Director-General of the Investigation Bureau
- In office 5 August 2016 – 15 July 2018
- MOJ Minister: Chiu Tai-san
- Preceded by: Joey Chung-I Wang
- Succeeded by: Lin Lin-lan

Personal details
- Born: January 15, 1953 (age 73)
- Party: Independent
- Education: Soochow University (LLB) Chinese Culture University (LLM) National Taiwan University (MBA)

= Tsai Ching-hsiang =

Taiwanese politician and lawyer

Tsai Ching-hsiang (蔡清祥 (Cài Qīngxiáng); born January 15, 1953) is a Taiwanese politician and lawyer. He has served as the Minister of Justice since 2018.

Before his ministerial career, he also served as the Director-General of the Investigation Bureau and the President of the Academy for the Judiciary of the Ministry of Justice. He is also known by the English name Shawn Tsai.

==Education==
Tsai graduated from Soochow University with a Bachelor of Laws (LL.B.) degree and earned a Master of Laws (LL.M.) from Chinese Culture University in 1982. His master's degree thesis was titled, "A study of civil legal issues concerning public nuisance" (Chinese: 公害民事法律問題之研究).

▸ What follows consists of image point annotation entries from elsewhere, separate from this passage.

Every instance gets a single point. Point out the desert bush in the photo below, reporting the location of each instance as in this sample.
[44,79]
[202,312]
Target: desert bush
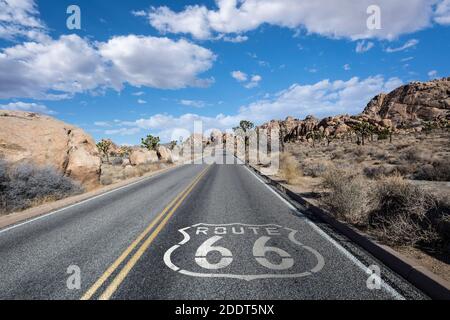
[416,154]
[403,214]
[118,161]
[347,196]
[379,171]
[289,168]
[438,171]
[315,169]
[26,184]
[360,152]
[337,155]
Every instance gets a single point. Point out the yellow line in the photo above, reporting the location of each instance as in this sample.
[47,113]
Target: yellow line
[132,262]
[93,289]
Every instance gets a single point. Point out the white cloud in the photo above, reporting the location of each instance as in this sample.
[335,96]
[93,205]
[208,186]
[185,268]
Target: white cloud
[239,76]
[321,99]
[58,69]
[442,13]
[407,59]
[334,19]
[254,82]
[157,62]
[102,124]
[20,19]
[364,46]
[30,107]
[433,74]
[409,44]
[138,13]
[236,39]
[193,103]
[52,70]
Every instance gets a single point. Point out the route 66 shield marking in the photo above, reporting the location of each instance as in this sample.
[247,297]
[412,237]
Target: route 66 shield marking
[242,251]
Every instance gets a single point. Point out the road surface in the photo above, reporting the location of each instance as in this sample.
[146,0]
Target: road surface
[195,232]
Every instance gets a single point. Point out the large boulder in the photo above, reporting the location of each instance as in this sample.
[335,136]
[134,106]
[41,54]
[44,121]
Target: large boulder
[164,154]
[412,103]
[143,156]
[43,140]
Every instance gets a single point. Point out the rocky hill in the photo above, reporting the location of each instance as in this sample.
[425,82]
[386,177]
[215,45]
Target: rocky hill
[407,108]
[43,140]
[412,104]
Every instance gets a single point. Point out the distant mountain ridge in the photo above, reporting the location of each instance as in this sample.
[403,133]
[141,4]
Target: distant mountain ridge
[407,108]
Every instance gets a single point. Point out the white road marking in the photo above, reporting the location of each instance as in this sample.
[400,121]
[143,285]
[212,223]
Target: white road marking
[344,251]
[81,202]
[228,256]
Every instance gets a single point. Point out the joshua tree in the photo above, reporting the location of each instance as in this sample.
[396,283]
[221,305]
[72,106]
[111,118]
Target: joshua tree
[244,128]
[385,133]
[364,129]
[172,145]
[150,142]
[315,135]
[429,126]
[104,146]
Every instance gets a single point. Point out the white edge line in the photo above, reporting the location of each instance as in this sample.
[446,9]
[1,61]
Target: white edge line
[344,251]
[81,202]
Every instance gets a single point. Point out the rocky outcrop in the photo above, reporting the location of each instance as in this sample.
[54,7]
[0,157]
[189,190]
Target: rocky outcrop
[43,140]
[143,156]
[412,104]
[164,154]
[407,107]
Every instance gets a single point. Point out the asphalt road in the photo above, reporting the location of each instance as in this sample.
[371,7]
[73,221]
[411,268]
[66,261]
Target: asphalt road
[195,232]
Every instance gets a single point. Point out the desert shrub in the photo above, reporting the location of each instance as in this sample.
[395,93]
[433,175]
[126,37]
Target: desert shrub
[4,182]
[360,152]
[347,196]
[416,154]
[26,184]
[403,214]
[381,155]
[406,169]
[438,171]
[337,155]
[289,168]
[315,169]
[378,171]
[106,180]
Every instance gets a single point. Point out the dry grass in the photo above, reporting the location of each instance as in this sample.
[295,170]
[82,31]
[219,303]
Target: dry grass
[347,197]
[289,168]
[419,157]
[403,214]
[113,173]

After receiving his master's degree, Tsai became a visiting scholar at Harvard Law School. He later earned an executive Master of Business Administration (M.B.A.) from National Taiwan University.

==Career==
Tsai served as head prosecutor in Kinmen and Miaoli, before taking office as the prosecutor-general of Keelung. He later led the Department of Prosecutorial Affairs at the Ministry of Justice. In this role, Tsai facilitated the extradition of Gerhard Dieter Rockmann to Germany and Wang You-theng from the United States. In mid-2007, Tsai was named head prosecutor of the Shilin District Prosecutors' Office. After leaving Shilin, Tsai served as lead prosecutor in Taoyuan and chief secretary of the justice ministry, followed by a stint as principal of the Judges Academy. He was subsequently named to the Supreme Prosecutors’ Office in July 2016. In 2016, Tsai was appointed director general of the Investigation Bureau. As bureau leader, Tsai investigated environmental damage and was especially known for leading drug busts. Tsai was respected for his high standards, efficiency, and personal leadership style. He was also known for his close relationship with William Lai.

=== Minister of Justice ===

Tsai was appointed Minister of Justice in July 2018, succeeding Chiu Tai-san. Tsai was formally sworn in on 16 July 2018.

On 31 August 2018, Tsai Ching-hsiang ordered the execution of convicted murderer Lee Hung-chi. Lee's death was the first execution carried out by the Tsai Ing-wen administration.